The new three-level Discovery Centre -- which bills itself as a hands-on science centre -- is set to open Feb. 12.
It was a staple on Barrington Street for more than 25 years before moving into the newly constructed $20-million facility on the Halifax waterfront.
The old centre was aimed primarily at children and their families, but the new Discovery Centre is seeking to attract people of all ages with travelling exhibits, interactive astronomy shows and invention workshops, said Dov Bercovici, president and CEO of the centre.
"There's experiences for everyone," said Bercovici in the atrium, which offers expansive views of the centre's three levels and is illuminated by several large, beachball-esque lights that periodically change colour.
"We want to encourage the public, of any age, to understand the science of their daily lives. People can even come here on date night."
The centre's bottom floor is where travelling exhibitions will be set up for three- to four-month stopovers.
The first exhibit is one that explores the scientific side of music -- from the physics of guitars and drums to why certain notes sound more pleasing than others.
"We really believe that science and art are essential to each other," said Bercovici just after strumming a G chord on an electric guitar in front of one section that details the history of the six-stringed instrument.
Tucked into the back corner of the bottom floor is a workshop-style room dubbed the "innovation lab." Inside on a recent day several people are sitting on stools and hovering over long wooden tables. Dozens of simple circuit boards -- made from nails and blocks of wood -- are scattered throughout the brightly lit space.
It's here where visitors will be able to learn how to invent and fabricate things like a potato battery or drone.
"It's all about exploration," said lab co-ordinator Ryan Jameson just before showing off some newly 3D-printed art, including a scorpion equipped with a moving tail.
"The whole centre is about being curious and staying curious because that is the first step to discovery."
On the second floor guests are greeted by a life-size yellow Piper J-3 Cub, a lightweight aircraft first produced in 1938. It's part of three themed galleries: flight, health and energy. Each section features interactive and hands-on activities that teach about the science behind our society, such as harnessing tidal power and human anatomy.
Light pours in through large windows overlooking the Halifax Seaport Farmers' Market and the Halifax harbour on the top level of the centre, where the kids-only section is located.
There's a farm, supermarket and doctor's office -- all designed to teach children about how their cities function. Kids pull carrots and other vegetables from a soil bed and pop them through a window into the grocery store, simulating the "farm-to-table" movement.
It's also home to a relic from the original Discovery Centre: The ever-popular PVC pipe organ, which children slap with flip-flops to create music.
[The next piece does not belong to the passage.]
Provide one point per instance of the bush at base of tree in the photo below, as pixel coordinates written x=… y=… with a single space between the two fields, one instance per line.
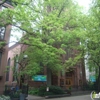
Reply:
x=53 y=90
"Because it's hands-on, people want to stay longer. They're not just walking through and looking at things. They're getting involved and staying active," said Bercovici, descending noisy stairs that act like piano keys.
Every floor will be equipped with science, technology, engineering, arts and mathematics (STEAM) facilitators, who will be on hand to engage with visitors and offer new experiences on rolling carts.
If You Go...
The Discovery Centre opens for business on Feb. 12 and is located at 1215 Lower Water St.
It's open daily from 10 a.m. to 5 p.m., and until 8 p.m. on Wednesdays.
Admission is $12 for adults, $10 for children and seniors, and children two and under are free. A family with two adults and two children costs $40.